A RAIC™ is an embedded team that connects commercial innovators with acquisition authorities and operators inside the government apparatus – constantly sourcing, evaluating, and scaling solutions that work, while eliminating the traditional “valley of death.”
CEOs often stand up rapid action cells in dynamic, growth-oriented areas of their business, both to deliver in specific segments and to seed the growth paradigm into the larger enterprise. Built on a playbook and as a packaged install, RAIC™ does the same thing in portfolios.
Start now:
Identify where a RAIC™ is needed within your portfolio. Where is the technology frontier most affecting tactical operations? Where are the R&D bets being placed? Where has it been hardest to attract commercial vendors?
“The fight demands more than just cutting-edge technology, it needs a model that empowers a tech-savvy and agile workforce to actually move new capability the last mile. An embedded, expert team is the best way to jumpstart that model.”
3. Invest in the Workforce That Can Run The New Model
No system, however visionary, survives without the people who can execute it. The WAS won’t succeed without a commercially fluent, outcome-driven acquisition workforce. The new Warfighting Acquisition University (WAU) is a good start, but leaders can’t wait for it to stand up.
Start now:
Start developing your own operators who understand both the mission and the market.
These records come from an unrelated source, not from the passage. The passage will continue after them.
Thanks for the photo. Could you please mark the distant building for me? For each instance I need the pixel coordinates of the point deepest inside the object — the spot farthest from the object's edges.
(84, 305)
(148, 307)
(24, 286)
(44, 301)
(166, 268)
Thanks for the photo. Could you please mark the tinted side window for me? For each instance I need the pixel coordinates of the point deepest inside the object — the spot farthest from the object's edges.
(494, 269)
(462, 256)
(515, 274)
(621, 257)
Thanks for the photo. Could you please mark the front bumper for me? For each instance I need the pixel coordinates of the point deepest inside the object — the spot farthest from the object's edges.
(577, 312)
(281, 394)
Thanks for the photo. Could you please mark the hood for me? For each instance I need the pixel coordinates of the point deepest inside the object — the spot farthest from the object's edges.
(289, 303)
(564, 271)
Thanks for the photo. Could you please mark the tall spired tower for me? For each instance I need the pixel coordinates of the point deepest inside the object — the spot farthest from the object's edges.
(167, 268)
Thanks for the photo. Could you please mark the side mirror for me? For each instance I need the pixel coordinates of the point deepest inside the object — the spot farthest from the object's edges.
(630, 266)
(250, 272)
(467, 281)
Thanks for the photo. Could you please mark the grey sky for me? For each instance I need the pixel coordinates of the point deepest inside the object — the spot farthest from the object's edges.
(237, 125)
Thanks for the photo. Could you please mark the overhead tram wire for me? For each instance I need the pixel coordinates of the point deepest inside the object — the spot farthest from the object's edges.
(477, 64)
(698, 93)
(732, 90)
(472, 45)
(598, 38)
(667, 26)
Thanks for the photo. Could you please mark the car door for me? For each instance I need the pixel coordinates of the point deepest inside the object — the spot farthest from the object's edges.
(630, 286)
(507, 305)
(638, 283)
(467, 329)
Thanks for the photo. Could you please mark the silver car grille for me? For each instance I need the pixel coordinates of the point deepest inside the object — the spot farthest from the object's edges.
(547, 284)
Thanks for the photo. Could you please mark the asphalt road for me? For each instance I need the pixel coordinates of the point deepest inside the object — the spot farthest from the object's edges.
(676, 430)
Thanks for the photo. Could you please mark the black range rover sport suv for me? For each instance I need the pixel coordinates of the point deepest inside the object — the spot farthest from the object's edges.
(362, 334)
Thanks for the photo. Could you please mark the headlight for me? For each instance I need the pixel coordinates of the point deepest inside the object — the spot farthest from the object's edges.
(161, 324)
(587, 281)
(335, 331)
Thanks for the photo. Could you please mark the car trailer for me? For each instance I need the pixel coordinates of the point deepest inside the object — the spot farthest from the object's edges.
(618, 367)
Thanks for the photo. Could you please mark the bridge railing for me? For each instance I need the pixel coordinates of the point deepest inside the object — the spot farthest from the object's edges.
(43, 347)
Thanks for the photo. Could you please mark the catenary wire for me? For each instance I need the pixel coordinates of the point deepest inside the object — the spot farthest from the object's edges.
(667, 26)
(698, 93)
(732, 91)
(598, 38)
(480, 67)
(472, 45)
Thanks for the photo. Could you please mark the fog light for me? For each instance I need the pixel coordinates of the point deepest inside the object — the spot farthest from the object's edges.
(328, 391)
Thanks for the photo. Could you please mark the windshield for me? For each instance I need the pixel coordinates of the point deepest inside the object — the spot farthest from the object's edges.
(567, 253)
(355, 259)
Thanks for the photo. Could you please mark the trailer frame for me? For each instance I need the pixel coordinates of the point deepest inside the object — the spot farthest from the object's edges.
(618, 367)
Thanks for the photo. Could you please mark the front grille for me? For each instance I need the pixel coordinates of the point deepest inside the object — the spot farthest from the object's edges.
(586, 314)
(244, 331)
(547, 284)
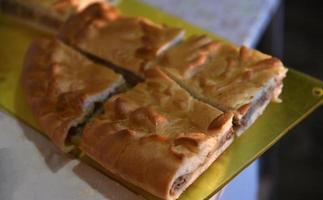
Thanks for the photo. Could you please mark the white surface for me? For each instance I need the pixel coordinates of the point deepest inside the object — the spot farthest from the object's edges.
(32, 168)
(239, 21)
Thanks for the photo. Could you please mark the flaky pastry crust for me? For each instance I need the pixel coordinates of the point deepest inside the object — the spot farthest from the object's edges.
(157, 128)
(61, 86)
(228, 77)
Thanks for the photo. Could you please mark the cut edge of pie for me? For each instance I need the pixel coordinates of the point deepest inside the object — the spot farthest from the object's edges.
(137, 156)
(59, 88)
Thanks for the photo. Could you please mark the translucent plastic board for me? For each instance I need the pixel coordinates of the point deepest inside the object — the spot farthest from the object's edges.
(301, 95)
Identify and empower your most adaptable acquisition professionals. Pair them with commercial leaders – product line executives, venture investors, and startup founders. Tie incentives to mission capability delivered, not documents produced.
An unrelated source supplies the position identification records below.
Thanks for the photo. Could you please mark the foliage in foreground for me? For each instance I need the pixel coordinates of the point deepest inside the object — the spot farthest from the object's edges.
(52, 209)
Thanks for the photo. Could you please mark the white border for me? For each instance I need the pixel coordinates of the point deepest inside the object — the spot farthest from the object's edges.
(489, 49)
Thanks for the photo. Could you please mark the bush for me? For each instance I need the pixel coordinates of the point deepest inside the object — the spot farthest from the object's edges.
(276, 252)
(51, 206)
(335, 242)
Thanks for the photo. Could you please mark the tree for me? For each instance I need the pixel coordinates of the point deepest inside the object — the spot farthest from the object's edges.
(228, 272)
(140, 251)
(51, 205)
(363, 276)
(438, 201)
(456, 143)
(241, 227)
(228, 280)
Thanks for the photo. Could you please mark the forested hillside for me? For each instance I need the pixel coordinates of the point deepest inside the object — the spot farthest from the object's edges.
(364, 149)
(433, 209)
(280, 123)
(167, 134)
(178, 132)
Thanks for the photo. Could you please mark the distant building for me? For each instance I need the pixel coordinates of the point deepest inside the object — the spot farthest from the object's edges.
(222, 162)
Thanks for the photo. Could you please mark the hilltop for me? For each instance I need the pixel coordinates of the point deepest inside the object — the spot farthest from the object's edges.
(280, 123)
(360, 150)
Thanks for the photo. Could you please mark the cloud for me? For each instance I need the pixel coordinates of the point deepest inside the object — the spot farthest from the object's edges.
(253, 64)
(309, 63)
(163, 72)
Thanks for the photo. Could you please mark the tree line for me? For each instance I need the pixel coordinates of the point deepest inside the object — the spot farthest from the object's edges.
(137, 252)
Partner with organizations already training acquisition teams to operate at commercial speed. At Dcode, we’ve trained more than 2,000 federal and DoW professionals on how to engage with nontraditional technology companies and use modern acquisition authorities effectively. Our programs go beyond classroom theory and help acquisition teams build the muscle memory to operate at commercial speed.
“Commercial tech integration isn’t a policy, it’s a practiced skill set. And it’s one every acquisition team can master. We know, because we’ve done it.”
The Moment to Execute
The WAS could be the most significant shift in defense buying in decades – if it’s treated as an operating model, not another compliance framework. For PAEs, the job ahead isn’t to make a checklist from the Secretary’s memo, it’s to act like a CEO: set the vision, align the resources, take calculated risks, and measure success by capability in the field. The Department has issued the intent. Now it needs the operators – and the RAICs – to make it real.